Kadın Hakları Hareketlerinin kadınların erkeklerinin veya erkeklerinin yanında durma haklarının kabul edilmesini kışkırtmak için yapılması gereken daha az mutlu bir dünyada erkeklerin ve kadınların bir arada yaşama ve birlikte yaşama biçimleri konusunda neden her zaman gizli bir dengesizlik olduğu sık sık merak edilir..
Soru, toplumdaki erkeklerin ve kadınların hem profesyonel hem de kişisel yaşamlarında neden bu kadar eşitsiz sıralarda yer almasıdır ki, Feminizm kelimesi icat edildi.
Feminizm, artık dini ve ırksal görüşleri içeren sosyal, politik ve ekonomik olarak kadın hakları için bir terimdir. Ne yazık ki, bu modern zamanlarda, “feminizm” kelimesi, özellikle belirli bir durum hakkında aynı şekilde hissetmeyebilecek erkekler veya diğer kadınlar arasında medeni konuşmalar için uygun olmayan oldukça korkunç bir terim haline geldi.
Bununla birlikte, Feminizmin asıl amacı, kadınlara ve erkeklere sosyal, politik ve ekonomik olarak küresel bir konumda muamele görmeleri ve kabul edilmeleridir.
Beyaz kadın olmayan kadınların en çok erkek egemenliği sorunlarına sahipken, Beyaz kadının çok daha az acı çektiği veya çok az şey bildiği için hiçbir şey yapamadığı düşünülmektedir.. Audre Lorde'un “Ustanın Araçları Asla Efendinin Evini Parçalamayacak” adlı makalesinde, bu düşünce daha sonra “radikal feminizm” olarak adlandırıldı.
Efendinin evini değiştirecek devam eden savaş radikal feminizm olacaktır; kadınların hayatlarını baltalamaya karşı olan ancak erkeklerden değil, erkeklerden nefret eden sistemden, ataerkillikten nefret eden felsefe. Ancak kadınların ataerkil sistemi devirmek için yapmaları gereken ilk adım, ırk ve sosyal sınıf yapıları ne olursa olsun yeniden bir araya gelmektir..

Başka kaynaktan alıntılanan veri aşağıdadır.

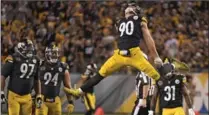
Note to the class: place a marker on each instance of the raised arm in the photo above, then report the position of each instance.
(150, 42)
(154, 100)
(187, 99)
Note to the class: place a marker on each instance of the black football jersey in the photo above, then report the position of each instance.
(130, 32)
(170, 91)
(141, 80)
(22, 72)
(51, 77)
(89, 74)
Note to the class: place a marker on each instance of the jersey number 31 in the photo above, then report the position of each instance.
(170, 91)
(128, 28)
(49, 78)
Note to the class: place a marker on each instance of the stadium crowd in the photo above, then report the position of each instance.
(85, 31)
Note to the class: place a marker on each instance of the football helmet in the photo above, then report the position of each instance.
(52, 53)
(132, 8)
(25, 48)
(166, 68)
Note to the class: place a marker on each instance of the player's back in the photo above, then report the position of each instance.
(130, 32)
(23, 73)
(170, 91)
(51, 76)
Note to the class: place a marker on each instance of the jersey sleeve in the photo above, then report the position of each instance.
(143, 19)
(184, 79)
(37, 70)
(65, 66)
(6, 70)
(144, 78)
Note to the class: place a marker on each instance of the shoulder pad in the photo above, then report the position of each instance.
(41, 62)
(65, 65)
(135, 17)
(9, 59)
(143, 19)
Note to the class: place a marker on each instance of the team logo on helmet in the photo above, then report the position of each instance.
(43, 68)
(34, 61)
(60, 69)
(136, 17)
(177, 81)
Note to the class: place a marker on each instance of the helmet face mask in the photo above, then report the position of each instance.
(132, 9)
(166, 69)
(25, 49)
(52, 54)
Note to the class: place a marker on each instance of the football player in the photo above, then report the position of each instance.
(22, 68)
(132, 28)
(171, 88)
(89, 96)
(144, 91)
(52, 73)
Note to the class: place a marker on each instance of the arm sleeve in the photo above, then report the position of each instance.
(37, 70)
(144, 78)
(143, 19)
(6, 70)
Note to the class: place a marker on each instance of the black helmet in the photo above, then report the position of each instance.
(132, 7)
(52, 53)
(25, 48)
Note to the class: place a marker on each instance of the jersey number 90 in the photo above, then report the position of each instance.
(127, 28)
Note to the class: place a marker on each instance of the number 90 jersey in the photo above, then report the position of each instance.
(51, 76)
(170, 91)
(130, 32)
(22, 72)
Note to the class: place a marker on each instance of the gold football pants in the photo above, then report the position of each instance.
(136, 60)
(19, 104)
(50, 108)
(173, 111)
(89, 101)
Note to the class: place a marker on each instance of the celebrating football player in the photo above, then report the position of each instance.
(52, 73)
(144, 91)
(22, 68)
(171, 88)
(132, 28)
(89, 96)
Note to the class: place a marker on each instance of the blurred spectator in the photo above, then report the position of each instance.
(85, 30)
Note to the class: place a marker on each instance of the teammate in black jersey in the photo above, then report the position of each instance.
(171, 88)
(132, 28)
(144, 91)
(142, 86)
(22, 68)
(52, 73)
(89, 96)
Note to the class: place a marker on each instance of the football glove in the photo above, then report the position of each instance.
(191, 111)
(75, 92)
(150, 112)
(3, 98)
(142, 102)
(158, 61)
(70, 107)
(39, 101)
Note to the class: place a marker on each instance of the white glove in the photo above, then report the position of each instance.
(3, 98)
(142, 102)
(158, 61)
(150, 112)
(191, 111)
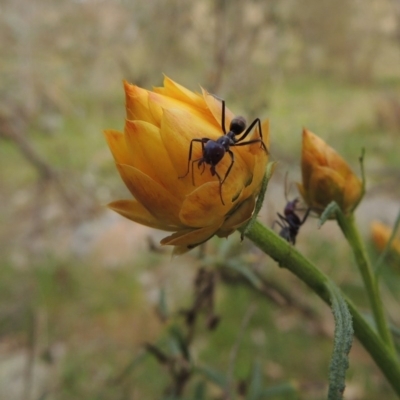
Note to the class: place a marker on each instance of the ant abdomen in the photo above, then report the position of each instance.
(238, 125)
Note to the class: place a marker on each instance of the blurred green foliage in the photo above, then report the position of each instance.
(80, 321)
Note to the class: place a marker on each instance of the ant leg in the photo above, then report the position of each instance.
(248, 130)
(305, 216)
(214, 172)
(230, 167)
(278, 223)
(223, 117)
(202, 141)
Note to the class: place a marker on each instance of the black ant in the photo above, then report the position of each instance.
(213, 151)
(291, 222)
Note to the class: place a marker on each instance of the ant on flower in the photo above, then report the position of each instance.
(290, 222)
(213, 151)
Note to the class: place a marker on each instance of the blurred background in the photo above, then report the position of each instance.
(81, 289)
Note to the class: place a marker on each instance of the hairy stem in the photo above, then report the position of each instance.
(288, 257)
(349, 229)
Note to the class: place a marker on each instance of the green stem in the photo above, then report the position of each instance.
(288, 257)
(349, 229)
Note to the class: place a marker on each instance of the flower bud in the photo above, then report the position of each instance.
(152, 157)
(327, 177)
(381, 234)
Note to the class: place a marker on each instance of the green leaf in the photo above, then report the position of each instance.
(285, 389)
(212, 375)
(331, 209)
(178, 342)
(255, 387)
(386, 250)
(200, 391)
(341, 345)
(162, 306)
(260, 199)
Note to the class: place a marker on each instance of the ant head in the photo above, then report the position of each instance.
(238, 125)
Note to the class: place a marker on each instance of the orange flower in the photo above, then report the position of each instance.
(327, 177)
(152, 158)
(380, 236)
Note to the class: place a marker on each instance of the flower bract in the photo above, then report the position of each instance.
(152, 158)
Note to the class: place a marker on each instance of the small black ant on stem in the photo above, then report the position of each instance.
(290, 222)
(213, 151)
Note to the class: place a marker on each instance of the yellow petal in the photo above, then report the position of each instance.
(352, 192)
(160, 203)
(325, 186)
(174, 90)
(117, 145)
(135, 211)
(159, 102)
(137, 104)
(239, 217)
(204, 207)
(178, 128)
(215, 107)
(148, 155)
(192, 237)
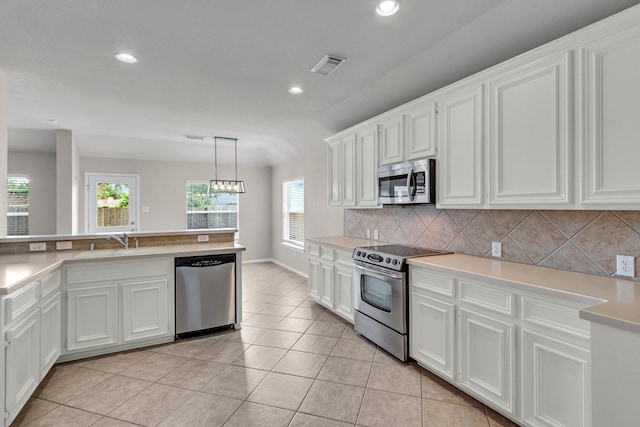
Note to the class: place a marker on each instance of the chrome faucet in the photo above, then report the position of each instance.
(124, 243)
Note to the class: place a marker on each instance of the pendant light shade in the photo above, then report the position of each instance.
(225, 185)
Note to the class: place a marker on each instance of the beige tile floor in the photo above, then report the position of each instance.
(293, 363)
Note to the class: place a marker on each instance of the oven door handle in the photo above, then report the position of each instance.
(373, 271)
(411, 187)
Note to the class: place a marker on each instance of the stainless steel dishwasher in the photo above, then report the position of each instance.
(205, 293)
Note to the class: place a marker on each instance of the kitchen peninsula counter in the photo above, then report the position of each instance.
(18, 270)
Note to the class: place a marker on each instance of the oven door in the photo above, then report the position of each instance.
(381, 295)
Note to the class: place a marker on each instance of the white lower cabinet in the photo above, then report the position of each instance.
(22, 362)
(115, 305)
(523, 354)
(50, 337)
(343, 291)
(433, 346)
(31, 328)
(144, 309)
(556, 382)
(487, 358)
(92, 317)
(330, 278)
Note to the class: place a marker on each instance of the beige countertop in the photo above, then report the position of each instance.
(343, 242)
(20, 269)
(610, 301)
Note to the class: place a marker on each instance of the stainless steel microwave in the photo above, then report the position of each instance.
(407, 183)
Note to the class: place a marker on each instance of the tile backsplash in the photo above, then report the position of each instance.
(584, 241)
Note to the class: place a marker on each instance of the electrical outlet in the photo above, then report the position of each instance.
(36, 247)
(496, 249)
(64, 246)
(625, 265)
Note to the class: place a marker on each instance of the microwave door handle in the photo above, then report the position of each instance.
(411, 188)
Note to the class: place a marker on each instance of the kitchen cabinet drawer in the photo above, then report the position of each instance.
(21, 301)
(555, 317)
(313, 249)
(489, 298)
(326, 253)
(440, 284)
(345, 258)
(50, 284)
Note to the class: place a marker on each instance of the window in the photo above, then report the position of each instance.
(17, 206)
(210, 210)
(293, 225)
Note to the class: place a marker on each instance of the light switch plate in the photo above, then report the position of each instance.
(64, 246)
(625, 265)
(496, 249)
(38, 246)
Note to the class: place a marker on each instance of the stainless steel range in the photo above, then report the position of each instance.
(380, 278)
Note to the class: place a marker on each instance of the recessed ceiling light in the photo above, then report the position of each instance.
(126, 58)
(387, 7)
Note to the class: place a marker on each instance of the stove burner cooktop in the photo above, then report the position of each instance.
(392, 256)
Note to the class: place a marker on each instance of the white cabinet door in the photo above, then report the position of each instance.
(487, 358)
(145, 310)
(50, 340)
(392, 140)
(343, 288)
(367, 167)
(341, 158)
(333, 173)
(432, 328)
(460, 149)
(420, 130)
(556, 384)
(326, 284)
(92, 317)
(529, 134)
(314, 278)
(610, 68)
(22, 362)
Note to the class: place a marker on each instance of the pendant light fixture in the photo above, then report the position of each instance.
(225, 185)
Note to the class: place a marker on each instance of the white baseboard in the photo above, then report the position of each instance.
(253, 261)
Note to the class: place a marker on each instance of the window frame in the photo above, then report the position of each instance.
(286, 241)
(26, 214)
(187, 211)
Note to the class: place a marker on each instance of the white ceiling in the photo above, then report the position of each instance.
(223, 67)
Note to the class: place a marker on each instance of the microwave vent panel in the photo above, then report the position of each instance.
(327, 65)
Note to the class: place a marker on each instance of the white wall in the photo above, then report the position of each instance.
(319, 219)
(4, 97)
(163, 191)
(41, 170)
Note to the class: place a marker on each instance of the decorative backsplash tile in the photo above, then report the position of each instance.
(584, 241)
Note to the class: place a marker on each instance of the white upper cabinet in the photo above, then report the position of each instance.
(529, 120)
(420, 127)
(610, 68)
(392, 139)
(367, 167)
(352, 160)
(342, 172)
(460, 153)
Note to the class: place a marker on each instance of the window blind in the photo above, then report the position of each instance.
(17, 206)
(294, 215)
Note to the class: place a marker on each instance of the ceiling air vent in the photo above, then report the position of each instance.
(327, 65)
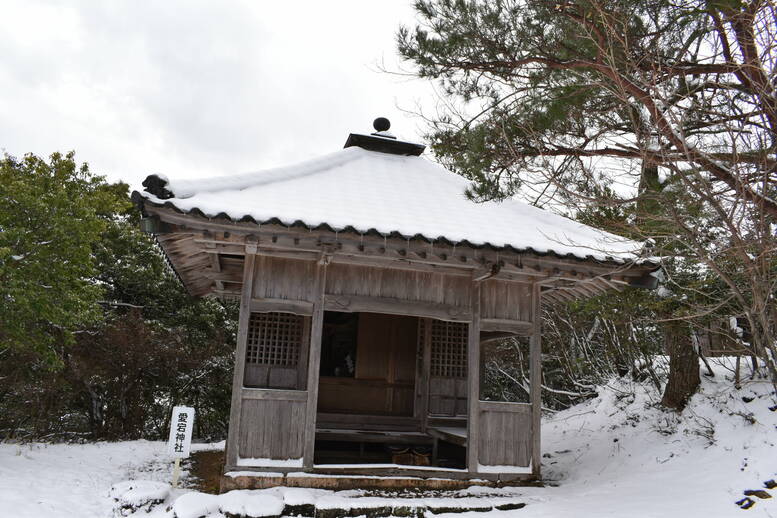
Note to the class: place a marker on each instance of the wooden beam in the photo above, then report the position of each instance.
(473, 381)
(535, 378)
(519, 327)
(233, 437)
(314, 363)
(358, 303)
(298, 307)
(274, 394)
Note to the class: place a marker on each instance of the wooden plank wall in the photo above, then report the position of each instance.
(343, 279)
(272, 429)
(505, 300)
(287, 279)
(505, 434)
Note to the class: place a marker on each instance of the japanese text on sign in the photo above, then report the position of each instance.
(181, 425)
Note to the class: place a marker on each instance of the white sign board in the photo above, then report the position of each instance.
(181, 425)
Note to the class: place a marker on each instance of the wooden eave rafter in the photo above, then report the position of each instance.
(207, 255)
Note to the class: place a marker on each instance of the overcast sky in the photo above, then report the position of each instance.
(195, 88)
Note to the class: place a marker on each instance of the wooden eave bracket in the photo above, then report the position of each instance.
(492, 270)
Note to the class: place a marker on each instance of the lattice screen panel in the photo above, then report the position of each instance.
(449, 348)
(274, 339)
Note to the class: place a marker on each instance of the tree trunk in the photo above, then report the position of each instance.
(684, 377)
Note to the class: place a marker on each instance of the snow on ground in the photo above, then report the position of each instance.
(73, 480)
(621, 455)
(616, 455)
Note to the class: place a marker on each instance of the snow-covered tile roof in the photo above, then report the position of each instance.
(368, 191)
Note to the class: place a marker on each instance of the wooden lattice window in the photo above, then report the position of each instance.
(274, 339)
(449, 348)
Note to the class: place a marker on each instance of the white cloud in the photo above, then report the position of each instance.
(198, 88)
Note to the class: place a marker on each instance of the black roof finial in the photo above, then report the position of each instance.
(381, 124)
(384, 141)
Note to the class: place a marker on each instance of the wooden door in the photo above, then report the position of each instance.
(443, 347)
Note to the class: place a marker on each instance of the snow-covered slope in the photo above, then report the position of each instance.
(618, 455)
(406, 195)
(622, 455)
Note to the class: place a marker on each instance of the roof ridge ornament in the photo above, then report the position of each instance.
(383, 141)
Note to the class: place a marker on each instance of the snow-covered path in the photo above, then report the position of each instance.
(72, 480)
(618, 455)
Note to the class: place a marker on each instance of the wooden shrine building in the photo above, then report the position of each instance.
(371, 290)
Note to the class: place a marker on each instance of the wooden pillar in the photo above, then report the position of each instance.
(233, 435)
(473, 380)
(314, 363)
(426, 368)
(535, 375)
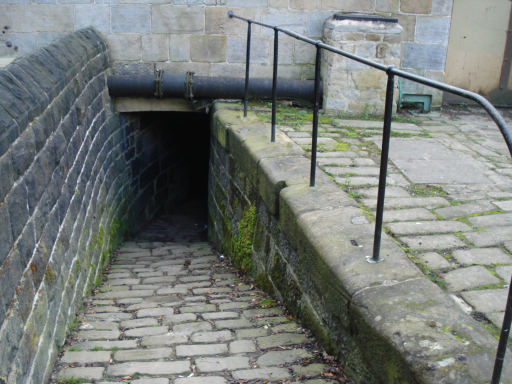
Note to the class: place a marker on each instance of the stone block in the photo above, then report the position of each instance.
(177, 19)
(302, 5)
(427, 56)
(130, 18)
(201, 349)
(39, 17)
(487, 256)
(208, 48)
(315, 23)
(468, 278)
(387, 6)
(155, 47)
(416, 6)
(18, 209)
(95, 15)
(237, 47)
(7, 175)
(217, 364)
(91, 373)
(349, 5)
(217, 22)
(304, 53)
(442, 7)
(291, 19)
(408, 23)
(23, 152)
(247, 3)
(125, 47)
(432, 30)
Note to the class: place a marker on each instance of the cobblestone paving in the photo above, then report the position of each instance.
(172, 311)
(448, 199)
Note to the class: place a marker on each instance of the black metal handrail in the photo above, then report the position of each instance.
(388, 112)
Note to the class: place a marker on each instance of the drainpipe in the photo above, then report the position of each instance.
(191, 87)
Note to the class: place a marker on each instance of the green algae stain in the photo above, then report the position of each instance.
(242, 244)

Kısa bir süre sonra, kadınların ataerkilliğe karşı mücadelesi, baskıcı bir toplumsal sistemi devirme kavramının, erkeklerin faydalı haklarını ödüllendirebilecek, kadın haklarını anlayan yeni bir sosyal sistemin faydaları konusunda erkeklere doğru bir şekilde eğitilmesi konusunda anlaşmaya varılması durumunda kolayca gerçekleşebilecek bir mücadele haline gelir.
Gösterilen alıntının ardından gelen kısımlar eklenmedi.